2012年6月17日日曜日

心の発達と教育の進化的基盤

井内 勲(岡崎共立病院)

「心の発達と教育の進化的基盤」明和政子「科学」Vol.78, No.6, 626-630:岩波書店  

今回は「心の発達と教育の進化的基盤」を読んで臨床のヒントというよりも自分の臨床を振り返ってみた。

本稿は、チンパンジーの母子間でみられるコミュニケーションを通じて、人間の心の発達について述べられている。
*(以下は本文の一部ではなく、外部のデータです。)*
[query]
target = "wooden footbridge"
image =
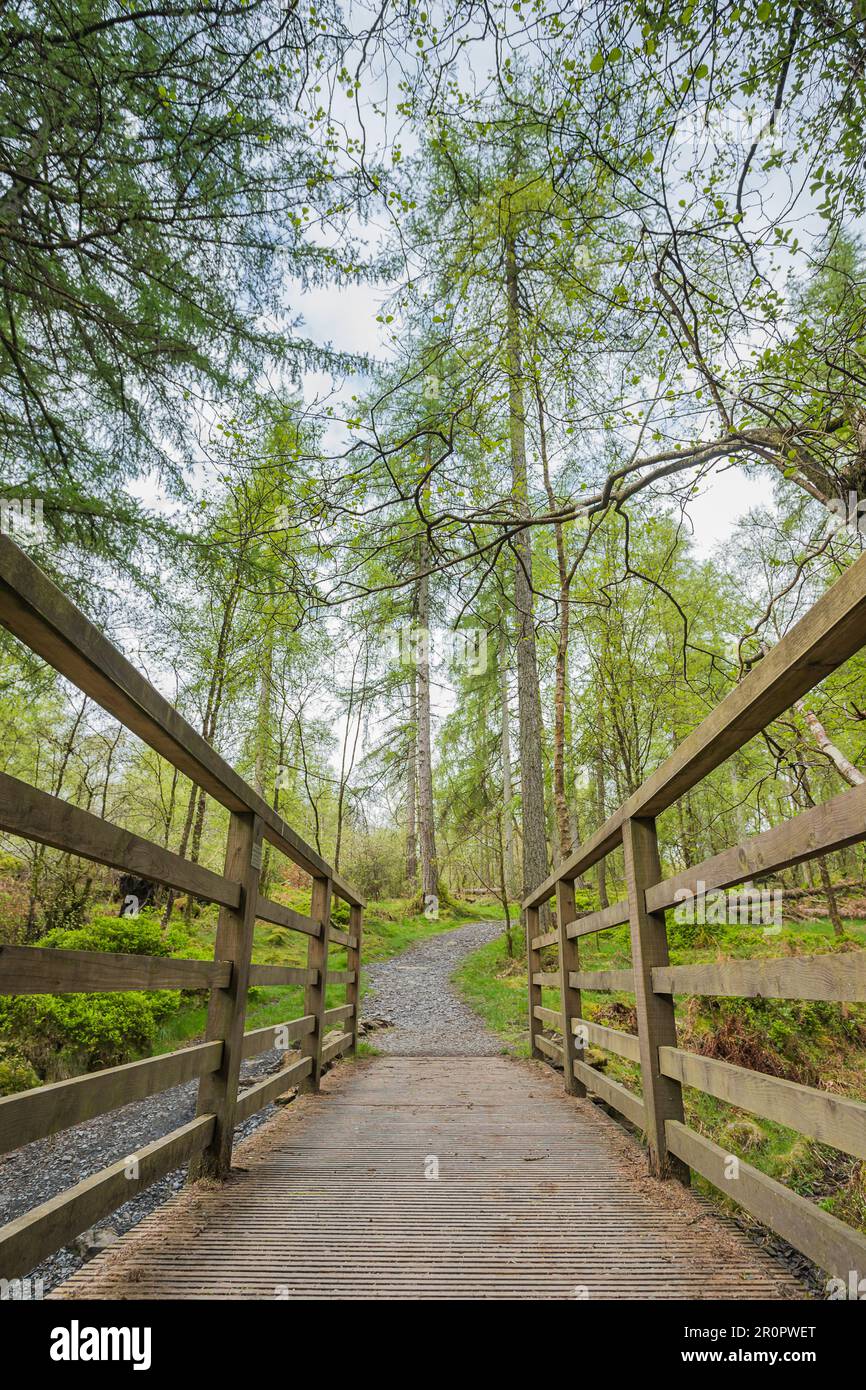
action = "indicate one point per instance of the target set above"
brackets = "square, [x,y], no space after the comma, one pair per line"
[428,1178]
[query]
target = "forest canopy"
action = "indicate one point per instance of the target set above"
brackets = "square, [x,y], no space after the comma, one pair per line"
[446,406]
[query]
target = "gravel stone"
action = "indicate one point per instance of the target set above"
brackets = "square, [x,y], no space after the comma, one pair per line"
[47,1166]
[413,990]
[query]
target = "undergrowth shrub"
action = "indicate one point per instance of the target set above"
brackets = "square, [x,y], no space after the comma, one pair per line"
[60,1034]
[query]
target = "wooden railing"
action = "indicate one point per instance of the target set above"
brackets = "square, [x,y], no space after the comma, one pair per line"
[831,631]
[46,622]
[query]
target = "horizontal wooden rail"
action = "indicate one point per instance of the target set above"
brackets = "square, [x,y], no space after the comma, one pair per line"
[831,1119]
[46,970]
[45,620]
[834,824]
[342,938]
[281,975]
[281,916]
[837,976]
[613,1040]
[612,916]
[612,1093]
[268,1037]
[546,979]
[263,1093]
[548,938]
[819,644]
[29,1239]
[35,815]
[602,980]
[334,1047]
[822,1237]
[47,1109]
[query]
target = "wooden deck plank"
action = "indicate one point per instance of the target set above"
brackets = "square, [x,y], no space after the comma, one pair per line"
[538,1196]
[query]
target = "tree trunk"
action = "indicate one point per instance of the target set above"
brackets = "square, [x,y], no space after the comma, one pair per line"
[505,751]
[560,801]
[412,784]
[601,869]
[430,869]
[843,765]
[528,692]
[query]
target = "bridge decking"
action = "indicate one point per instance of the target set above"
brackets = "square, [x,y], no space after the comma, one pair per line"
[540,1196]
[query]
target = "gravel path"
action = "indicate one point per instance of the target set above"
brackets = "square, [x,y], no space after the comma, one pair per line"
[414,993]
[412,990]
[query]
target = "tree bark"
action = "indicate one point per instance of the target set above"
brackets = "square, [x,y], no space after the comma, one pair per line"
[430,868]
[505,751]
[560,801]
[412,784]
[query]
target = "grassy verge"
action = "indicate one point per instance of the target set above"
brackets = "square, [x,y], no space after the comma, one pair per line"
[816,1044]
[389,927]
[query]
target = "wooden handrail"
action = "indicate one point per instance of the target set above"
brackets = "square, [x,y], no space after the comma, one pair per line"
[823,640]
[52,626]
[43,619]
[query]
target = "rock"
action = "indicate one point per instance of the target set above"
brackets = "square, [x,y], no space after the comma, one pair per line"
[93,1241]
[374,1025]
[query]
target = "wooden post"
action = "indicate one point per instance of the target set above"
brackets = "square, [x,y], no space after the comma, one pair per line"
[569,959]
[227,1008]
[533,968]
[656,1022]
[314,994]
[353,962]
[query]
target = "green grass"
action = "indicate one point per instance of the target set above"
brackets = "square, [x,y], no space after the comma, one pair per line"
[389,927]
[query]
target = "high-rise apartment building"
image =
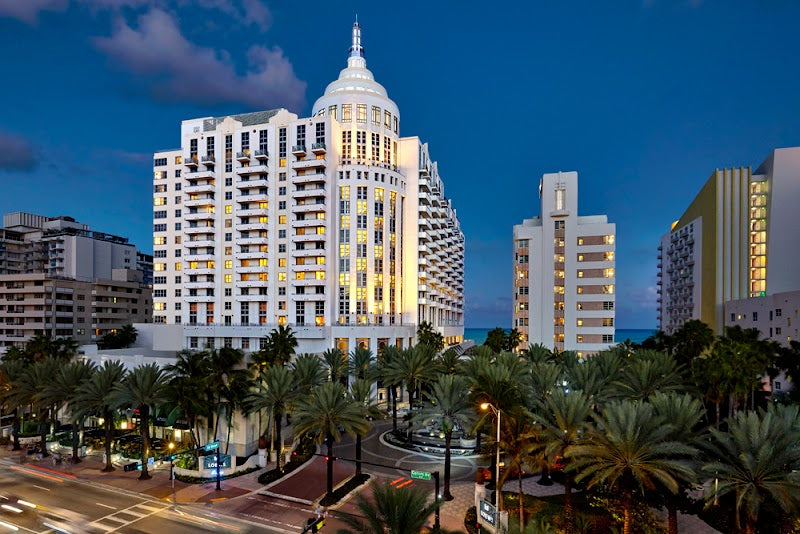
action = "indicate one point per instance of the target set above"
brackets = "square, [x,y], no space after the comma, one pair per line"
[564,272]
[332,224]
[60,278]
[733,242]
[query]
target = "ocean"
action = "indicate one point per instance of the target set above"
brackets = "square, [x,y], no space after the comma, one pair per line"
[478,335]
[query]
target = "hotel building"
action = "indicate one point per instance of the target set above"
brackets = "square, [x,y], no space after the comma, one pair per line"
[564,272]
[332,224]
[733,242]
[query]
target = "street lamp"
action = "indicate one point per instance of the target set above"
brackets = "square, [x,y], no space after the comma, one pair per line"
[486,406]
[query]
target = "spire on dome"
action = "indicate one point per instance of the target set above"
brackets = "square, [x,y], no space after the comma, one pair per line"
[356,56]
その中の「心の発達とコミュニケーション」という段落より、チンパンジーの母子間コミュニケーションと人間のそれとの特徴の大きな違いが比較紹介されており、またチンパンジーの模倣能力の特性も述べられていた。

要約すると、人間の乳児は生後4ヵ月を過ぎるころ、物に手を伸ばし始め、おとなとの間で物を介した遊びを開始する。そして生後9ヵ月を迎えるころ、人間のコミュニケーションは以下のように劇的に変化する。
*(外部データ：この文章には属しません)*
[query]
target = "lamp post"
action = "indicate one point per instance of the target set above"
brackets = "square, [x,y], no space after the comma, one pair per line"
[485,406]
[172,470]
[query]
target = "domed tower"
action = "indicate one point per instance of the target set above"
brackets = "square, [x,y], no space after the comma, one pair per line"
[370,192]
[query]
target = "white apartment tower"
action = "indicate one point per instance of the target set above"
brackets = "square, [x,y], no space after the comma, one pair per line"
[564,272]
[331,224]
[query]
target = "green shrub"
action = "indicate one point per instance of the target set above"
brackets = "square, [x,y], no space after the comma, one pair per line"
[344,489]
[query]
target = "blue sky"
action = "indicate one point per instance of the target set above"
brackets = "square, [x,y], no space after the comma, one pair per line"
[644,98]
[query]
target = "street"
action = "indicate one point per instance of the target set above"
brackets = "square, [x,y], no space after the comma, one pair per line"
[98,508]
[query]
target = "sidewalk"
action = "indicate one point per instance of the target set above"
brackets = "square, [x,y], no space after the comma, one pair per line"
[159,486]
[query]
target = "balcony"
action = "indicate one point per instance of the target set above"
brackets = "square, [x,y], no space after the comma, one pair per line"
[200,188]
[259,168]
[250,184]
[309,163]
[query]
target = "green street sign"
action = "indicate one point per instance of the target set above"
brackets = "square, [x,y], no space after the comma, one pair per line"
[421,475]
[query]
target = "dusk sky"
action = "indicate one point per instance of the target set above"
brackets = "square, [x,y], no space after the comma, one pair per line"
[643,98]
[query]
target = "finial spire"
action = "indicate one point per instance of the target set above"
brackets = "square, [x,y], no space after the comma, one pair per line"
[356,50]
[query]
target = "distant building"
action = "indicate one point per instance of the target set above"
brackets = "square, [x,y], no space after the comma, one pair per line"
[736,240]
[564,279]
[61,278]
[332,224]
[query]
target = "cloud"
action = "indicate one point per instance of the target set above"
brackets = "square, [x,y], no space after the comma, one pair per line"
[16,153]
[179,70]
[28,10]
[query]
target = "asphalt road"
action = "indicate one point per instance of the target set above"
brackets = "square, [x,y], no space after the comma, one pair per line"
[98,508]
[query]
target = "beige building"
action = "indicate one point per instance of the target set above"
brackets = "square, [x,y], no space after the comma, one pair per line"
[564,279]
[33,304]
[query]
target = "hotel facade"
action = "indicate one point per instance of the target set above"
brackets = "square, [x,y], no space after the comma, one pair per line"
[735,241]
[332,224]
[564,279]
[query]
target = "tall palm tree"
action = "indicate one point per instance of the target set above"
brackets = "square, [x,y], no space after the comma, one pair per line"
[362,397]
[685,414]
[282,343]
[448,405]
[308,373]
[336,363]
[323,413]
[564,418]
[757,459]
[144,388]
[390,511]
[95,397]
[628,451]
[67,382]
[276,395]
・乳児は他者が注意を払っている物を目で追い始める(視線追従)
・見知らぬ物に出くわしたときに、母親と物とを交互にみくらべる(社会的参照)
・自分の興味ある物や出来事を指差すことで、他者の関心を引き寄せる(共同注意)

いわゆる二項的な関わり(「他者-乳児」あるいは「物-乳児」)に加え、他者の視点を通した物との関わり、三項関係(「他者-物-乳児」)に基づくコミュニケーションの出現である。このような共同注意や視線追従は他者の心的状態(意図)を理解する能力の指標とみなされ、この能力は、人間の高度な社会的知性の発達基盤であるといわれる。
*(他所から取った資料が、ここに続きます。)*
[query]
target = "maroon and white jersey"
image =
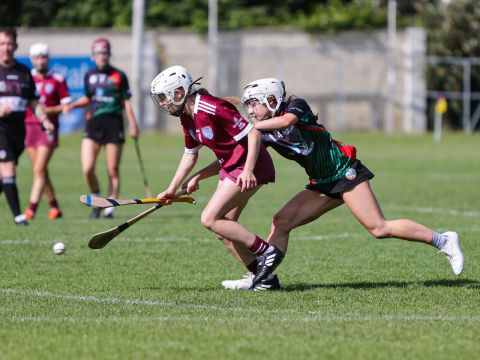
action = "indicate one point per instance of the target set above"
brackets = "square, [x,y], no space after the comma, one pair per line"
[218,125]
[53,91]
[16,90]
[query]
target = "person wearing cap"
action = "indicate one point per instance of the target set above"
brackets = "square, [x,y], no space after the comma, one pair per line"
[17,91]
[53,91]
[107,95]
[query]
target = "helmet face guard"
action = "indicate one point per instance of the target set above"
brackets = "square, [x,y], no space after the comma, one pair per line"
[264,90]
[170,89]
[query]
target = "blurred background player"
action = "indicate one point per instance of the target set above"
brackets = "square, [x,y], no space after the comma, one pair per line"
[243,163]
[40,145]
[17,91]
[107,95]
[336,177]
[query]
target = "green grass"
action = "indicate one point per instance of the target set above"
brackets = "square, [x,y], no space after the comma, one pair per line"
[154,292]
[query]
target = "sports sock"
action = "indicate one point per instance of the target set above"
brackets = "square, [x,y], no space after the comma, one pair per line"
[259,246]
[53,203]
[11,193]
[252,267]
[33,206]
[439,240]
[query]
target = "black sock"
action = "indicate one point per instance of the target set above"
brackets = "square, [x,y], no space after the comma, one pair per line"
[11,193]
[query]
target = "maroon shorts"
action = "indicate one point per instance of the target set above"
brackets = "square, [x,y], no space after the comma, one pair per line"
[36,136]
[263,171]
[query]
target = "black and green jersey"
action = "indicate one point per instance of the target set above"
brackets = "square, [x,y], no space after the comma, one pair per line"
[107,90]
[310,145]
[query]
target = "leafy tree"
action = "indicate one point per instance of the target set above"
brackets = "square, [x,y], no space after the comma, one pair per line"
[453,31]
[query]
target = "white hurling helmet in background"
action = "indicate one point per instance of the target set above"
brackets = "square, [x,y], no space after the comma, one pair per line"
[262,89]
[162,89]
[39,49]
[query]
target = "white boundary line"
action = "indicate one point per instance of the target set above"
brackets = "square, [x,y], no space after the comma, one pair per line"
[310,315]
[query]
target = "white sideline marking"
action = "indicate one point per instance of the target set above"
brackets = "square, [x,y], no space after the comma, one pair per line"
[188,318]
[437,211]
[311,315]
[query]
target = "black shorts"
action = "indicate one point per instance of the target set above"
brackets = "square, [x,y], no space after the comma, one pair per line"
[354,176]
[12,140]
[105,129]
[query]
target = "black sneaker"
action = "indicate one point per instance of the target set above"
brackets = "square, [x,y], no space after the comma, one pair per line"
[266,263]
[20,220]
[270,283]
[95,214]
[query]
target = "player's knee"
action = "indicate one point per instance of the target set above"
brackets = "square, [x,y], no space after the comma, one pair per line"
[39,172]
[207,220]
[380,231]
[281,222]
[88,171]
[113,172]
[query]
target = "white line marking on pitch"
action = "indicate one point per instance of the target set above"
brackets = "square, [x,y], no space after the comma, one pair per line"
[437,211]
[312,315]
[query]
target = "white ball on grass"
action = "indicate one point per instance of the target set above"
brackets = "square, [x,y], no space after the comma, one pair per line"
[59,248]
しかしチンパンジーの母子間では共同注意・社会的参照といった行為は日常場面ではほとんど観察されない。母親がめずらしいものを操作しているところへ乳児が近づき、自分でもそれに触れようとする場面はよくみられるが、人間の乳児のように、物を母親の方へわざわざ持っていって見せたり、母親に注意を向けさせようとすることは、チンパンジーではまったく観察されない。
チンパンジーの乳児は、他者と注意や行動を共有する機会、他者と同じ行為を自分で追体験する機会が人間に比べて圧倒的に乏しく、それは、チンパンジーの模倣能力が人間と比べてかなり制約されている事実にも裏づけられる。チンパンジーが模倣する際の手がかりは、操作された物がどの方向に動いたのか、どのような属性をもつのかなどの、物に関する情報に限られている。よってチンパンジーにっとっては、他者の身体の動きを自分のそれに重ね合わせて模倣することが難しい。

と述べられていた。さて、自らの訓練は道具の特性を知覚してもらう際、セラピストと道具から得られる様々な情報と患者の三項関係は成立しているのであろうか?お互いが課題の要素や情報性を共有できているつもりになっていないか?そのためにも「人間の高度な社会的知性の発達基盤」としてのコミュニケーションを忘れてはいけない事を再考した。